Remove large files from git history

First Identify Space-Consuming Objects

List the largest blobs in history (sorted by size, take top N):

git rev-list --objects --all \
| git cat-file --batch-check='%(objecttype) %(objectname) %(objectsize) %(rest)' \
| sed -n 's/^blob //p' | sort -n -k2 | tail -n 50
  • Check currently tracked paths that should be ignored:
git ls-files core/output

Remove from index and commit (while keeping files in working directory)
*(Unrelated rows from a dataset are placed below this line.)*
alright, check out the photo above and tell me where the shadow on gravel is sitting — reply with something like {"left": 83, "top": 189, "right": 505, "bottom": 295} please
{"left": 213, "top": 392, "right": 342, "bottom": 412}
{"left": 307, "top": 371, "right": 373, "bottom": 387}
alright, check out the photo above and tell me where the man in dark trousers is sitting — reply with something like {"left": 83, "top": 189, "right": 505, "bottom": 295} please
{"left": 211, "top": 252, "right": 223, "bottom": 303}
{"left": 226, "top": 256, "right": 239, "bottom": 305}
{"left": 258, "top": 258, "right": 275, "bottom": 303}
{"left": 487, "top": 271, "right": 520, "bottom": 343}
  • First create a backup branch as a precaution:
git branch backup/remove-big-files
  • Remove from index (keep local files intact) and commit:
git rm -r --cached --ignore-unmatch core/output
git commit -m "chore: remove generated outputs and large images from index (prepare history purge)"
  • Also add these paths to .gitignore to prevent them from being tracked again in the future.

Permanently Remove from History

  • Recommended tool: git filter-repo (faster and safer than filter-branch):
# Note: This rewrites history across all branches. Ensure you have a backup and notify collaborators.
git filter-repo --force --invert-paths --path core/output
  • git-filter-repo will display instructions upon success and may remove the origin remote (you can re-add it as needed).

Clean Up Local Garbage

git reflog expire --expire=now --all
git gc --prune=now --aggressive
git count-objects -vH

Proceed to the next step only after confirming a significant reduction in count and size.

Force Push to Remote (Ensure Backup is Done Before Forcing Push)

  • Since history has been rewritten, a force push is required. All collaborators must resynchronize or re-clone:
# If the remote was removed, re-add origin first
git remote add origin git@your.git.remote:repo.git # if needed
git push --force --all
git push --force --tags